Second, she asked me to create a safe place. A place for just me to go when I’m feeling my worst. A place where I can go when everything is just too much. I created a perfect place, one which I will not share. But I have not used it yet. This is the hard part – integrating these new practices in to my everyday life and making them a habit.

So, for the EMDR exercise, she pulled out a machine. It was a vertical screen with a series of dots, two of which were red and went back and forth. I was to follow those dots with my eyes. Then, she handed me two things, one for each hand, that pulsated. Last, she put headphones on me, that had the sound of the beeps that went along with the movement of the dots. It was overwhelming at first. I felt overstimulated but that was said to happen.

I felt like it was hard for me to pull much from the memory I chose to work on that day since there were not too many emotions tied in with it. Don’t get me wrong, it really worked and I’ve felt much better about the situation, but it seemed like a lot more work than I was expecting. I was expecting these thoughts to come to me instantly. Feelings that had been bottled up would just spill out but instead I really had to think hard to find words to explain how I felt.

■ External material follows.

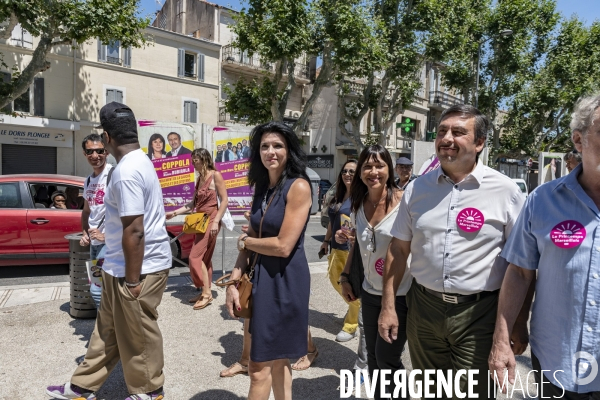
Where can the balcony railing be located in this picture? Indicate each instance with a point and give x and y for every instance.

I told this to Carlton and he gave me a thin, black moleskin journal. He called it my “little black book for therapy” and I have written quite a bit in it. It is mostly used to jot down memories or feelings in certain situations. I found myself transferring a lot of them from my phone (which is easier to access in a moving car or most other situations that a journal) to the journal. I plan on bringing it to therapy tomorrow. I’m hoping one of the memories I wrote down will bring up more emotions.

The only problem is that I have to go to work right after and I do not want to be a bundle of emotions. So that worries me a little, that I might go to a bad place in my head and then have to work. My job is stressful enough as it is. I don’t need bad memories in my head all day, but I am putting my trust in to my therapist and hoping for the best.

As I said before, music has been my constant. I can access it anytime I want and it always makes me feel better. There’s a particular song (which most people might find a little odd) but it really explains my feelings. I’ll leave a link at the end of the post.

Which, I guess, is right now. The song is called “Pity Party” by Melanie Martinez. Basically, it is explaining, in better words than I could ever come up with, what it feels like when I’m down and having a pity party. It’s a lot more complex than just feeling bad for myself and sulking. I hope that it shows people that.

Thanks to whoever is reading this and thanks for the endless support.